Una storia di lotte e di coltelli, dove lo Stato non vi è rappresentato e dove la “mafia” è pure nell'aria acre della terra Storia di uomini e donne in lotta per la sopravvivenza volutamente descritta e concisa con la dura e libera lotta contro il sistema mafioso, una spaccata denuncia.

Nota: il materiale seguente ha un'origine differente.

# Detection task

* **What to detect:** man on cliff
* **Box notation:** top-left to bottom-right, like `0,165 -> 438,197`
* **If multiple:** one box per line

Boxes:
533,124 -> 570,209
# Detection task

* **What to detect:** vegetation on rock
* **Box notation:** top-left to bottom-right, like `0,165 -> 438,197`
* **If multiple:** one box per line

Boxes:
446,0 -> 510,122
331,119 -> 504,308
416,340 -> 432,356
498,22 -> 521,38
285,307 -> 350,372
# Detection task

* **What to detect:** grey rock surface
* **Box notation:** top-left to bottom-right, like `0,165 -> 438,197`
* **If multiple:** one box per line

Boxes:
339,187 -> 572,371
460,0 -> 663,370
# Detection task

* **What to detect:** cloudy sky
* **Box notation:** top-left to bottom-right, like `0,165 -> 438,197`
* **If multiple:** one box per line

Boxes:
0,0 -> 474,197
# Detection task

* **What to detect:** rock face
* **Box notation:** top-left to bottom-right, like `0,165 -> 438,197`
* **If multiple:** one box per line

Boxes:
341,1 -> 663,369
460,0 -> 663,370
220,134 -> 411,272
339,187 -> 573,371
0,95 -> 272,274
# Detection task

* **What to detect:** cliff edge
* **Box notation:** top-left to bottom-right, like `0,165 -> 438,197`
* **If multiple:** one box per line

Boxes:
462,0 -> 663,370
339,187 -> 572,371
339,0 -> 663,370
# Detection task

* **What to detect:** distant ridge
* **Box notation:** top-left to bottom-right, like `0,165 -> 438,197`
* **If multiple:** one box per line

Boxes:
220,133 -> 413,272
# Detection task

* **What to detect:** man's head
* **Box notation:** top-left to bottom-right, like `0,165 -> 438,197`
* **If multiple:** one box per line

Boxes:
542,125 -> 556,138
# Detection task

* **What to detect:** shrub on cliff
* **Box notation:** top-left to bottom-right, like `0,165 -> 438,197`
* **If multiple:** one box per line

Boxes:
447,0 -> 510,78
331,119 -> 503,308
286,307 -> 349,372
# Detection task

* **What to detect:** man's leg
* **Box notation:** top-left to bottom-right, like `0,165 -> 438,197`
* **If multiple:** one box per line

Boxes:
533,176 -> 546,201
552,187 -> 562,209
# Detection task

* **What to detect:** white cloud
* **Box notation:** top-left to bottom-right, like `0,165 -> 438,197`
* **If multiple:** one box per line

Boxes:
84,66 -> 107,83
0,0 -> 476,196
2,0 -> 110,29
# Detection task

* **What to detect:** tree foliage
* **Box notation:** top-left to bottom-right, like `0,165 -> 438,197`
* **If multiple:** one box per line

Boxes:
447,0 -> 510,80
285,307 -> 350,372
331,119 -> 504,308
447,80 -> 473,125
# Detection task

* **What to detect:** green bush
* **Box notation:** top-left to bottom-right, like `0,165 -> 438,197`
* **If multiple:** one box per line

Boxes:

Giuseppe Fava giornalista, scrittore è stato un grande esponente di lotta contro il sistema mafioso, ha lottato con forza e coraggio esponendosi contro le cariche anche più alte dello Stato , ha guardato in faccia il clan dei Santapaola e li ha mostrati a tutti nel suo giornale “I Siciliani” con foto compromettenti a fianco di politici, imprenditori e ecc, ma di cui la polizia ne era a conoscenza ma mai le ha usate per fermare queste “combutte”. Un giornale indipendente che la “mafia” aveva tentato piùà volte di farsene proprio, ma che Fava ha sempre esplicitamente detto “NO” e non soltanto con le parole ma con i fatti. Un Fava che al pari di altri odierni scrittori, non aveva ricevuto scorte, e non viveva a New York, ma che tranquillamente se ne passeggiava per la sua amata Catania perchè lui era cosciente della sua fine ma era altresì cosciente che la sua lotta non dovesse essere rinchiusa e inascoltata.
Una mattina del gennaio 1984, Giuseppe Fava, mentre stava andando a prendere la nipote che recitava al Teatro Verga in una rappresentazione scolastica del “Pensaci, Giacomino”, mentre scendava dalla sua Renault 5 fu freddato da cinque colpi di pistola alla nuca.
Prima ancora che fosse sepolto, i giornali e la polizia siciliani etichettarono l'omicidio “delitto passionale”!
Ci vollero anni per riscattare la sua memoria.
Un libro da leggere e ancora (purtroppo) molto attuale.